Keyword & content analysis
Scans the full page text against curated term dictionaries, with the title weighted to reflect editorial significance. Strong unsafe terms (free spins, sportsbook, welcome bonus) produce strong positive evidence. Recovery terms produce strong negative evidence.
Layout & intent analysis
Reads structural signals: bet-slip UI elements, high-density CTAs with gambling-adjacent language, ranking tables with affiliate link patterns, and conversion funnel architecture.

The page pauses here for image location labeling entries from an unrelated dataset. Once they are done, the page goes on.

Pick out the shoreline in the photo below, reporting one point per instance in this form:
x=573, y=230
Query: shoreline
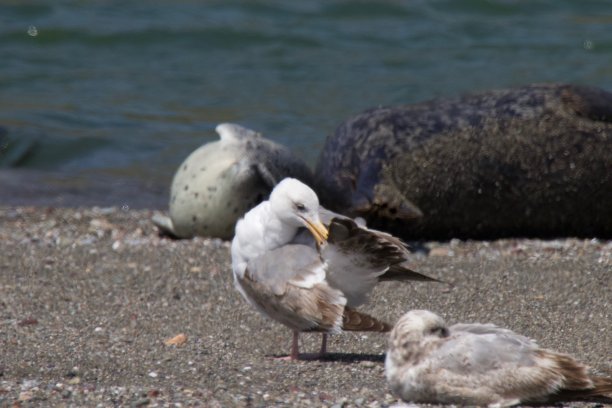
x=90, y=295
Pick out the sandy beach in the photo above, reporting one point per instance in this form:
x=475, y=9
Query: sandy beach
x=89, y=298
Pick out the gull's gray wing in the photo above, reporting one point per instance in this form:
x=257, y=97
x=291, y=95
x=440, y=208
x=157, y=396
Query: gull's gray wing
x=288, y=284
x=478, y=348
x=357, y=258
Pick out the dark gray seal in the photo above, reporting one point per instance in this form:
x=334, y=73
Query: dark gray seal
x=220, y=181
x=530, y=161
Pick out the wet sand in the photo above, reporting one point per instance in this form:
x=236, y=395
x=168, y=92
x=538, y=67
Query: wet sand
x=89, y=296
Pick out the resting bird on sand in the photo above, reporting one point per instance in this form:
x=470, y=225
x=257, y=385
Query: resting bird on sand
x=481, y=364
x=312, y=284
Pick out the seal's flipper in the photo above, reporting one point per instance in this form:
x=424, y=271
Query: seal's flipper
x=376, y=195
x=233, y=133
x=266, y=175
x=392, y=204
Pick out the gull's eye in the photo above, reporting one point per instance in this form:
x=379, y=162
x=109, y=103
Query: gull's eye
x=439, y=331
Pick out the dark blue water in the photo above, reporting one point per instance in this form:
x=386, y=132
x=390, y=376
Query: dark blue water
x=104, y=91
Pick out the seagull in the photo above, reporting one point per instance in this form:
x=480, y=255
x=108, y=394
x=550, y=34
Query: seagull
x=308, y=276
x=481, y=364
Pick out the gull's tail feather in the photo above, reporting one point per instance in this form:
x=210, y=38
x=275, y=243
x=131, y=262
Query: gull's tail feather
x=603, y=387
x=400, y=273
x=578, y=385
x=352, y=320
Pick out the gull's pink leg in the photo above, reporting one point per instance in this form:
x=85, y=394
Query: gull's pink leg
x=323, y=345
x=295, y=346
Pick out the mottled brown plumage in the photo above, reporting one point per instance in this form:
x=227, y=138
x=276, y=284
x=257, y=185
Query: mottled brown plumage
x=477, y=364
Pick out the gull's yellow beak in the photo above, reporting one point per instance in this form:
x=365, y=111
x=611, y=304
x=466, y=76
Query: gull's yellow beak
x=318, y=230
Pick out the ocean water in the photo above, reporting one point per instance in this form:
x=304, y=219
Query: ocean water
x=103, y=94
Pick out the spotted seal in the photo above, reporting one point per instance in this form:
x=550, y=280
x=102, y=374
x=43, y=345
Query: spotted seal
x=220, y=181
x=528, y=161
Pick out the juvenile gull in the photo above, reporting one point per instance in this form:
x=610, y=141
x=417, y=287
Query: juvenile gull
x=306, y=283
x=481, y=364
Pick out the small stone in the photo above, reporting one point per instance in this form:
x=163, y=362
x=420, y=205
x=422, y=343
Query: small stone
x=25, y=396
x=74, y=380
x=178, y=340
x=140, y=402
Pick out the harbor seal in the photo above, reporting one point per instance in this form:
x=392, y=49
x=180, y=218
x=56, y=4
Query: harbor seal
x=533, y=161
x=222, y=180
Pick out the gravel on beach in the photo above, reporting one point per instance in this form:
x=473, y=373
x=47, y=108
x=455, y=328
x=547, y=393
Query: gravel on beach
x=97, y=310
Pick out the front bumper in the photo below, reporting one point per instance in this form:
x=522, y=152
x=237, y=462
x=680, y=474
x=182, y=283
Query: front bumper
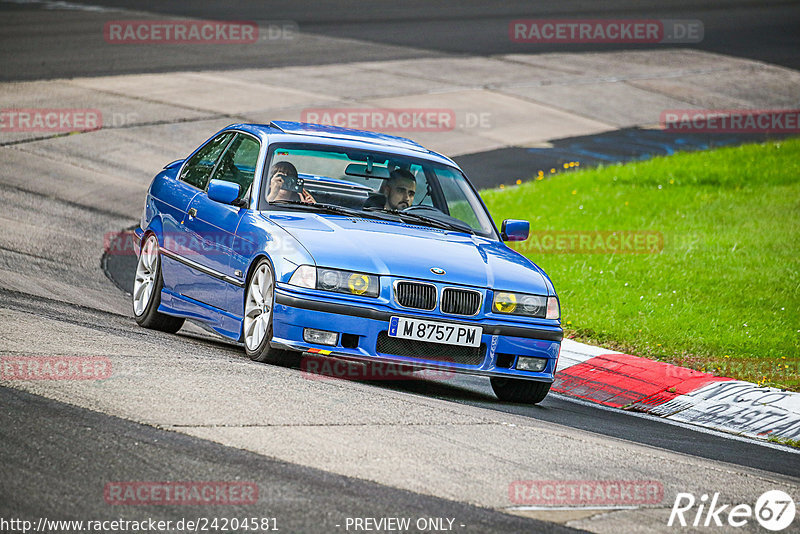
x=362, y=333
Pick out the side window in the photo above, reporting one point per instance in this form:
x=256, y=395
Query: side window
x=238, y=163
x=423, y=196
x=198, y=169
x=458, y=203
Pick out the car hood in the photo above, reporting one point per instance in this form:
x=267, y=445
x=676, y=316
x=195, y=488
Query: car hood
x=407, y=251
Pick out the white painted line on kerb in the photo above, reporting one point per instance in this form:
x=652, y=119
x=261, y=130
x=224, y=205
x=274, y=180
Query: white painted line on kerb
x=569, y=508
x=687, y=426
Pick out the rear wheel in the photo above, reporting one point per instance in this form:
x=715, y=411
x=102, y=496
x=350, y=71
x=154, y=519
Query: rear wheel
x=516, y=390
x=147, y=290
x=257, y=324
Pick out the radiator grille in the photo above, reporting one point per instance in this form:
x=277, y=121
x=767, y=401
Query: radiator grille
x=460, y=301
x=415, y=295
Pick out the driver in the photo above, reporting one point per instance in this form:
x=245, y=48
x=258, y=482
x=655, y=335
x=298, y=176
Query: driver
x=281, y=173
x=399, y=189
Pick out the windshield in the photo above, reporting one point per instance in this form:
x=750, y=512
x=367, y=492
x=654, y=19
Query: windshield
x=372, y=184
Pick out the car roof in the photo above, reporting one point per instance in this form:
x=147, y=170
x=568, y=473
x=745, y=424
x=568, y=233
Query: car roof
x=289, y=131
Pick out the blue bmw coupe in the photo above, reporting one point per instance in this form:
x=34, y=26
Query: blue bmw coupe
x=347, y=244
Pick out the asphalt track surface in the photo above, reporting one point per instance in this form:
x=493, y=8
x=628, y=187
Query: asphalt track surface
x=41, y=42
x=73, y=462
x=57, y=457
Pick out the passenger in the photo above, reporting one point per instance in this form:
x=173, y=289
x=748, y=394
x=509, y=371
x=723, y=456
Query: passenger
x=399, y=189
x=283, y=184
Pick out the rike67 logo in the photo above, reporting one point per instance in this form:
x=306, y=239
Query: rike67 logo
x=774, y=510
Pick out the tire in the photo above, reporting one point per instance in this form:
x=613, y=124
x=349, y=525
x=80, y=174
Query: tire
x=147, y=286
x=516, y=390
x=259, y=303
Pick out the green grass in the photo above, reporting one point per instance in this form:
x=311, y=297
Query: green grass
x=723, y=295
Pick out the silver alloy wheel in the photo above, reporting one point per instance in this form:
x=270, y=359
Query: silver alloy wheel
x=258, y=307
x=145, y=275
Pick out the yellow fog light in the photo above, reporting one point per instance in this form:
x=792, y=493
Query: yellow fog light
x=358, y=283
x=505, y=302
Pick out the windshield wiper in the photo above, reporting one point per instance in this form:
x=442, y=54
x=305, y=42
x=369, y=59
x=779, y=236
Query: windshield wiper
x=431, y=221
x=327, y=208
x=336, y=210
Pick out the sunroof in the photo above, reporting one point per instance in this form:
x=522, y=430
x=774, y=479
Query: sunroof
x=304, y=128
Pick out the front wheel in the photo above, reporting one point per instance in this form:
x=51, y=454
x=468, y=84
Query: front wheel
x=516, y=390
x=147, y=291
x=257, y=324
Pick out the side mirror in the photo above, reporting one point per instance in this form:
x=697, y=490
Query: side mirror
x=224, y=192
x=515, y=230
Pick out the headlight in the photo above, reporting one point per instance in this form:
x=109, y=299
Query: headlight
x=526, y=305
x=348, y=282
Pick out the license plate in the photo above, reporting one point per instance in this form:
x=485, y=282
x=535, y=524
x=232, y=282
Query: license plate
x=435, y=332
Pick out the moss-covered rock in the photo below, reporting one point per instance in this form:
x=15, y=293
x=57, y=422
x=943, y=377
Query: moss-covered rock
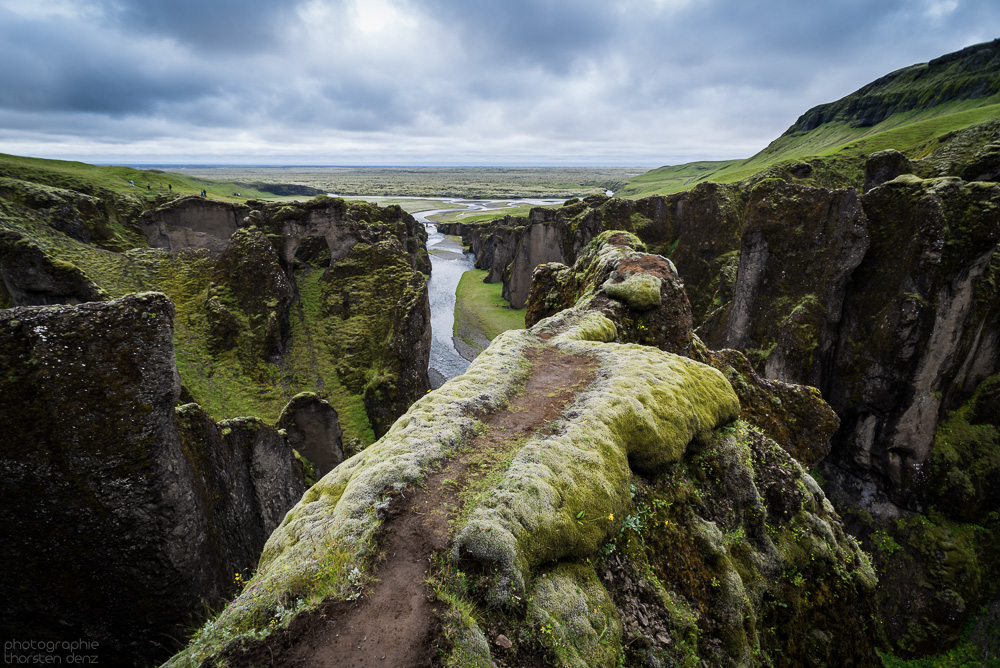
x=641, y=293
x=741, y=557
x=33, y=278
x=135, y=517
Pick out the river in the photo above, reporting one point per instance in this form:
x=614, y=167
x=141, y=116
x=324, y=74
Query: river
x=448, y=262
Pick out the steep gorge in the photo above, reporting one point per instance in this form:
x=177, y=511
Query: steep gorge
x=886, y=300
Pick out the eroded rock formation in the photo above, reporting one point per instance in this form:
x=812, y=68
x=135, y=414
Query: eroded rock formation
x=639, y=524
x=887, y=302
x=120, y=517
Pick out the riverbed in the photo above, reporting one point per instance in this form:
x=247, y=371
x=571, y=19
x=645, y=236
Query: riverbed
x=449, y=261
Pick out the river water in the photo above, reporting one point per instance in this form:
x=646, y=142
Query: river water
x=448, y=262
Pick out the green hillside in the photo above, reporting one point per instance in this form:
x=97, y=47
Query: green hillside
x=906, y=110
x=88, y=179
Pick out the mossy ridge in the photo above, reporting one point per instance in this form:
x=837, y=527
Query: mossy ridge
x=341, y=510
x=736, y=558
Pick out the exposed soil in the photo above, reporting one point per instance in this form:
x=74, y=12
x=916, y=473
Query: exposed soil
x=395, y=623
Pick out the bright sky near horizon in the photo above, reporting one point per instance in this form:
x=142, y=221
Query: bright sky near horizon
x=410, y=82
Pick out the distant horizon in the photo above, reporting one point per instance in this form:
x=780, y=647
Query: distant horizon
x=445, y=83
x=220, y=165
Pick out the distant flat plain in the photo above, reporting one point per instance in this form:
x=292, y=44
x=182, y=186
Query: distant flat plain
x=406, y=182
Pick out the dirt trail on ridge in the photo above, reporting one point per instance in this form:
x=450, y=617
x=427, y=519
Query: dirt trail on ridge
x=395, y=623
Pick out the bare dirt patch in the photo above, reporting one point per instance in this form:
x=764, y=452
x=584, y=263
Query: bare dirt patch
x=395, y=623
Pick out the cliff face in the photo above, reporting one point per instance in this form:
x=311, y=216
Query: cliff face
x=582, y=500
x=121, y=517
x=885, y=301
x=272, y=300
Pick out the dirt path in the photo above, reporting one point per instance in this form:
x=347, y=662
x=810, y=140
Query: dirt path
x=395, y=624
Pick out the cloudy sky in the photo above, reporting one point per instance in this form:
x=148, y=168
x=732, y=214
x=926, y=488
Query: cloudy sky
x=406, y=82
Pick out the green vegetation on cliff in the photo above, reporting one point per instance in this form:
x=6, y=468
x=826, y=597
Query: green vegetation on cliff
x=907, y=110
x=481, y=312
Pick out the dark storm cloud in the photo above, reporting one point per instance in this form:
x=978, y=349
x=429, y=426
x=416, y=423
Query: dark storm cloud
x=678, y=79
x=217, y=25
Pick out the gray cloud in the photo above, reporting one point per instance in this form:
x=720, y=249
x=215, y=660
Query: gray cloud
x=322, y=81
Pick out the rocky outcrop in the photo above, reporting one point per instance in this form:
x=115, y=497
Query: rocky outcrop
x=195, y=222
x=192, y=222
x=886, y=302
x=121, y=519
x=921, y=326
x=312, y=428
x=643, y=295
x=273, y=299
x=640, y=525
x=537, y=244
x=800, y=246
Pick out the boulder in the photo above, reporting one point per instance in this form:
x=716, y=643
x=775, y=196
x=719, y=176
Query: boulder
x=885, y=166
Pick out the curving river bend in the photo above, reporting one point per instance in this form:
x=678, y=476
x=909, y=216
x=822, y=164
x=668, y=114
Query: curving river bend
x=448, y=262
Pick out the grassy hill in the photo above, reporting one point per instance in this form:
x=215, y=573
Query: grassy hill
x=906, y=110
x=89, y=179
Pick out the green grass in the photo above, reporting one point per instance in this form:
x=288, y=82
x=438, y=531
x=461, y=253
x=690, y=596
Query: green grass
x=913, y=133
x=483, y=216
x=88, y=178
x=481, y=306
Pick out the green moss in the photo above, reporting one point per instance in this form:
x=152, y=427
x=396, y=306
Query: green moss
x=573, y=616
x=644, y=410
x=640, y=291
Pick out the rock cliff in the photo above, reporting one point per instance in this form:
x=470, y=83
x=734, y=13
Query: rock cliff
x=272, y=300
x=122, y=515
x=581, y=499
x=886, y=301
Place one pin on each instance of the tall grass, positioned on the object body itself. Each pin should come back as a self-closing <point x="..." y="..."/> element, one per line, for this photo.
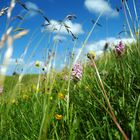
<point x="104" y="104"/>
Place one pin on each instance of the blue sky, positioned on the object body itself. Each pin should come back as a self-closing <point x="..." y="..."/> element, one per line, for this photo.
<point x="85" y="10"/>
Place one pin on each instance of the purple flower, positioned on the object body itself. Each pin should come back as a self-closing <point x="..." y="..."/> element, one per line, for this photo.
<point x="119" y="48"/>
<point x="1" y="90"/>
<point x="77" y="72"/>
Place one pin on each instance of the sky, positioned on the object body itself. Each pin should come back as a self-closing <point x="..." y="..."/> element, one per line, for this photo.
<point x="40" y="40"/>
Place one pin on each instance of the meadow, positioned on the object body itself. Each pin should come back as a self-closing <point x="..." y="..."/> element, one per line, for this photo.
<point x="95" y="99"/>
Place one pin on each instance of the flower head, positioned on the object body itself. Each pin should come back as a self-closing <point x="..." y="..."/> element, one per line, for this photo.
<point x="58" y="117"/>
<point x="37" y="64"/>
<point x="77" y="72"/>
<point x="91" y="55"/>
<point x="1" y="89"/>
<point x="119" y="49"/>
<point x="25" y="97"/>
<point x="61" y="96"/>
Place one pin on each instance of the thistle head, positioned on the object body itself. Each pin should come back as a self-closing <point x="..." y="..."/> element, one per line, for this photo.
<point x="119" y="49"/>
<point x="77" y="72"/>
<point x="91" y="55"/>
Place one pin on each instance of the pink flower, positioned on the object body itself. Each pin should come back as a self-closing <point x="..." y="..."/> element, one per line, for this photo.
<point x="1" y="90"/>
<point x="119" y="49"/>
<point x="77" y="72"/>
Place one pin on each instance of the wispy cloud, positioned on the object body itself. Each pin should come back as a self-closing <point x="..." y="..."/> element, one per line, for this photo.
<point x="33" y="8"/>
<point x="98" y="46"/>
<point x="59" y="37"/>
<point x="56" y="27"/>
<point x="100" y="6"/>
<point x="14" y="61"/>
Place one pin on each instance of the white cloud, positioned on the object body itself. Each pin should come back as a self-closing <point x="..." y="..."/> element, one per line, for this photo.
<point x="59" y="37"/>
<point x="14" y="61"/>
<point x="55" y="26"/>
<point x="98" y="46"/>
<point x="32" y="7"/>
<point x="100" y="6"/>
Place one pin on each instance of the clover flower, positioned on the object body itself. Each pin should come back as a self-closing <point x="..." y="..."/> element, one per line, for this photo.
<point x="61" y="96"/>
<point x="91" y="55"/>
<point x="119" y="49"/>
<point x="1" y="90"/>
<point x="37" y="64"/>
<point x="77" y="72"/>
<point x="58" y="117"/>
<point x="25" y="97"/>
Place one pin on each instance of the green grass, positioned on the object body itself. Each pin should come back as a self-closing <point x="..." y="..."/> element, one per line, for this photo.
<point x="29" y="114"/>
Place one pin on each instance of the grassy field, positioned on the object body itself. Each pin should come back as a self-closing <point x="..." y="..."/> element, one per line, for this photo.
<point x="47" y="113"/>
<point x="91" y="98"/>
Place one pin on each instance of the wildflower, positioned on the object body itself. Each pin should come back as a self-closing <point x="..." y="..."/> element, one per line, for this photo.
<point x="1" y="90"/>
<point x="37" y="64"/>
<point x="66" y="77"/>
<point x="77" y="72"/>
<point x="61" y="96"/>
<point x="25" y="97"/>
<point x="13" y="101"/>
<point x="119" y="49"/>
<point x="91" y="55"/>
<point x="58" y="117"/>
<point x="51" y="98"/>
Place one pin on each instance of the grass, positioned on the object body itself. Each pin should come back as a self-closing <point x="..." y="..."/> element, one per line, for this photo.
<point x="31" y="114"/>
<point x="103" y="104"/>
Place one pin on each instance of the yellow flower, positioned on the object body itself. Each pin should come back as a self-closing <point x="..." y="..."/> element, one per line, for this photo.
<point x="37" y="64"/>
<point x="91" y="55"/>
<point x="58" y="117"/>
<point x="25" y="97"/>
<point x="61" y="96"/>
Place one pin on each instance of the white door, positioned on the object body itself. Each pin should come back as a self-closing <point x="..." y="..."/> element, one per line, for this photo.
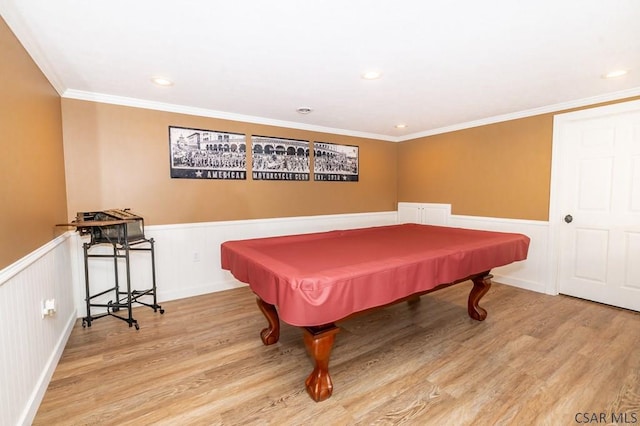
<point x="597" y="179"/>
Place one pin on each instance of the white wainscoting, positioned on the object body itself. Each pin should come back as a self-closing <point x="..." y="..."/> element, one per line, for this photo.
<point x="188" y="255"/>
<point x="30" y="344"/>
<point x="529" y="274"/>
<point x="187" y="264"/>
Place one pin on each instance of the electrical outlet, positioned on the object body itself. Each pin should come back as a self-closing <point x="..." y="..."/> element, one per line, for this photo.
<point x="48" y="307"/>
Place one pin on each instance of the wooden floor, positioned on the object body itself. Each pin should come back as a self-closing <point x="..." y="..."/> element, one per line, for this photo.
<point x="536" y="360"/>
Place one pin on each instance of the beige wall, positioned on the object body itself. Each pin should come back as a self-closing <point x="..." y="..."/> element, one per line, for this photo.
<point x="32" y="182"/>
<point x="498" y="170"/>
<point x="118" y="157"/>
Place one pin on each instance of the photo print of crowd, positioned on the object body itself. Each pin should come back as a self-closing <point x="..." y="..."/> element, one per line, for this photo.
<point x="279" y="159"/>
<point x="333" y="162"/>
<point x="207" y="154"/>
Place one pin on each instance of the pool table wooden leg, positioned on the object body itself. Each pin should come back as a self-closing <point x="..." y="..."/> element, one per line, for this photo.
<point x="481" y="285"/>
<point x="319" y="342"/>
<point x="271" y="334"/>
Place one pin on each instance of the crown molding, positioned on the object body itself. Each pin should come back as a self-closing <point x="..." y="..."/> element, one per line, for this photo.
<point x="614" y="96"/>
<point x="25" y="37"/>
<point x="203" y="112"/>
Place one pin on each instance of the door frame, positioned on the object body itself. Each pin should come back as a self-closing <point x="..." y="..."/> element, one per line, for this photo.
<point x="555" y="207"/>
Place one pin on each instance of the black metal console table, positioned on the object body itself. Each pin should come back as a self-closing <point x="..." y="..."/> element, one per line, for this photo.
<point x="124" y="232"/>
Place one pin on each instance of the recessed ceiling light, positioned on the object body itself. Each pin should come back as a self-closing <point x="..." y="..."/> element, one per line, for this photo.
<point x="161" y="81"/>
<point x="372" y="75"/>
<point x="615" y="73"/>
<point x="304" y="110"/>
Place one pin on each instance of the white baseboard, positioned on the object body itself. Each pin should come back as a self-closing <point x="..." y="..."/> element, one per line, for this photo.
<point x="47" y="373"/>
<point x="528" y="274"/>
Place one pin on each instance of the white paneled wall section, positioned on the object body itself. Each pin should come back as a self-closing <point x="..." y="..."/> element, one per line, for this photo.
<point x="30" y="344"/>
<point x="187" y="264"/>
<point x="529" y="274"/>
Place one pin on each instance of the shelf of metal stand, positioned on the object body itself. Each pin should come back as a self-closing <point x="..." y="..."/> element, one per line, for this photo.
<point x="124" y="233"/>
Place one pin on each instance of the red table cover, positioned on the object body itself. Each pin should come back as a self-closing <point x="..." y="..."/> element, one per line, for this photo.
<point x="319" y="278"/>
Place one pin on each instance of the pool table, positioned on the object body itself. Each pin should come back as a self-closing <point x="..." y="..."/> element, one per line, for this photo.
<point x="314" y="280"/>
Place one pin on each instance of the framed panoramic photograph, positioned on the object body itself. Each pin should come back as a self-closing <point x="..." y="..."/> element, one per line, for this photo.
<point x="333" y="162"/>
<point x="207" y="154"/>
<point x="279" y="159"/>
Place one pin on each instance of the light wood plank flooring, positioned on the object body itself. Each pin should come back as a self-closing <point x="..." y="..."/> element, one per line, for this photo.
<point x="537" y="359"/>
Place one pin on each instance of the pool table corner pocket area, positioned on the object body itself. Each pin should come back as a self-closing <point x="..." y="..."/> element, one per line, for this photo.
<point x="422" y="259"/>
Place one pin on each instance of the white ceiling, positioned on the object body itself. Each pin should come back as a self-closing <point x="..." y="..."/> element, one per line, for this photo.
<point x="445" y="64"/>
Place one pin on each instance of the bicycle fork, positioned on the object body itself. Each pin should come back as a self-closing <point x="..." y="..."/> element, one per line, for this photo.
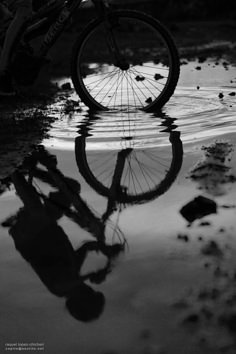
<point x="111" y="22"/>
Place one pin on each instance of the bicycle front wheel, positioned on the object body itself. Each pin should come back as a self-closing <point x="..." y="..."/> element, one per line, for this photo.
<point x="129" y="62"/>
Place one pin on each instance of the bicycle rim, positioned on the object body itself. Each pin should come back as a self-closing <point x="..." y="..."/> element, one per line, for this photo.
<point x="147" y="173"/>
<point x="150" y="56"/>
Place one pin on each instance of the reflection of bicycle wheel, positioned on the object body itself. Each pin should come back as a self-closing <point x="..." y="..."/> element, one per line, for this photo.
<point x="144" y="73"/>
<point x="145" y="174"/>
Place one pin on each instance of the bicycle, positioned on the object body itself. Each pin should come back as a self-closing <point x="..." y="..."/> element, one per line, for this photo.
<point x="121" y="60"/>
<point x="129" y="173"/>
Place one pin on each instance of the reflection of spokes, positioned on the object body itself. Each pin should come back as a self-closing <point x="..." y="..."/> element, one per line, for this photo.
<point x="131" y="175"/>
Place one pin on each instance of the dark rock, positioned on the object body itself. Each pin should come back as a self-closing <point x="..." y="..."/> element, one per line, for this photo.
<point x="229" y="320"/>
<point x="212" y="249"/>
<point x="182" y="237"/>
<point x="193" y="318"/>
<point x="205" y="223"/>
<point x="198" y="208"/>
<point x="66" y="86"/>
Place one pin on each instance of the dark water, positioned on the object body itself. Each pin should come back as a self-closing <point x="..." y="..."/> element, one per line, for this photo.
<point x="121" y="176"/>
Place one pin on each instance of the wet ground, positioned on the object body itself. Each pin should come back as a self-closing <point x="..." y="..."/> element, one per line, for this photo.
<point x="169" y="281"/>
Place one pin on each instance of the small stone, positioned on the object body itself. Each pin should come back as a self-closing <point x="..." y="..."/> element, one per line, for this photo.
<point x="182" y="237"/>
<point x="66" y="86"/>
<point x="212" y="249"/>
<point x="193" y="318"/>
<point x="229" y="320"/>
<point x="220" y="95"/>
<point x="198" y="208"/>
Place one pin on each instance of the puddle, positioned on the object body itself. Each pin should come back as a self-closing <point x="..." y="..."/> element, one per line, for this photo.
<point x="111" y="186"/>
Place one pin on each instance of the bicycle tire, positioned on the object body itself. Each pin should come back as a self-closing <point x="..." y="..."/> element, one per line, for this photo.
<point x="147" y="25"/>
<point x="123" y="197"/>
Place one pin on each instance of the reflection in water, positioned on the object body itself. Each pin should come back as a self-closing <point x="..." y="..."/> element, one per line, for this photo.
<point x="44" y="244"/>
<point x="136" y="171"/>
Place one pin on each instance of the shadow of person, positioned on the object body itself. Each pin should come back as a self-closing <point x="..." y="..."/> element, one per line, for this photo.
<point x="45" y="245"/>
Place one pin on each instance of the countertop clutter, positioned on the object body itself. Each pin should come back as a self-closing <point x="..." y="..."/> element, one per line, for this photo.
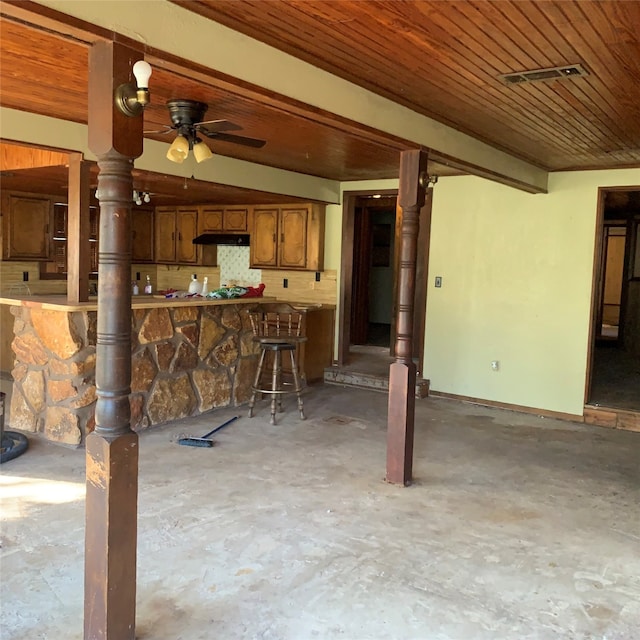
<point x="59" y="302"/>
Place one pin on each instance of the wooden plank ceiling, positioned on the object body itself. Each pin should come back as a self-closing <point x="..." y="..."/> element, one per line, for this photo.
<point x="443" y="59"/>
<point x="440" y="58"/>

The shape of the page often gives more information than the text alone.
Safe-context ML model
An embedded logistic-regression bag-of-words classifier runs on-device against URL, hostname, title, and visible page text. Returns safe/block probabilities and a confidence value. Lightweight, deterministic, and capable of running offline inside the Chrome service worker.
A larger transformer-based classifier has been trained on the labelled dataset and validated with a hostname-based train/validation split (eval_loss 0.141 at convergence). Wiring it into the runtime as a higher-confidence evidence source is planned post-launch work.
Policy decision engine.
The only component allowed to produce a verdict. Reasons across the complete evidence picture and applies a deterministic, ordered set of rules.
| Condition | Outcome |
|---|---|
| Direct gambling mechanism present (bet slip, spin button, deposit UI) | Block — direct mechanism |
| Paid-entry chance mechanism present (raffle, instant-win, prize draw) | Block — paid entry |
| Strong route to gambling + ML or text block evidence | Block — route to gambling |
| Dominant ML safe-context overrides noisy route signals (clean of mechanism, footer, promotion) | Allow — verified safe context |
| Route signals on a protected safe role (finance, recovery, editorial) with strong dampening | Allow — moderate-risk review |
| Route consensus without sufficient dampening | Block — route to gambling |
| Structured commercial promotion present | Block — structured promotion |
| Otherwise | Allow — weak / noisy evidence only |
The accountability layer.
Detection is only half of the product. The other half is making sure protection can't be removed at the moment of weakness.
Two-party unlock
You request an unlock. The backend sends a six-digit code to your trusted partner — never to you. They decide whether to share it. There is no path to the code that bypasses them.
60-minute window
If the code is verified, protection suspends for exactly 60 minutes. A Chrome alarm re-locks automatically at the expiry timestamp. There's no permanent unlock state and no UI to extend the window.
Companion monitoring
A separate companion extension watches whether the main extension is installed. If either is removed, your partner is notified immediately via the long-lived companion token flow.
Calibrated escalation
Partner notifications fire at meaningful thresholds — three attempts in an hour, six attempts, extension removal — not on every block. Alert fatigue is the enemy of accountability.
Therapeutic intervention
At the fifth attempt in a rolling hour, the standard block page is replaced by a structured therapeutic pause — a finite countdown, a coping choice, a warm close. Built from urge-surfing and implementation-intention research.
Logout requires partner approval too
The obvious workaround — log out, reinstall, start fresh — also requires the partner code. Even full account deletion requires the partner to know.
The architecture is the product.
Every other tool tries to make blocking smarter. ShieldBet makes removal harder. That's the difference that holds when willpower doesn't.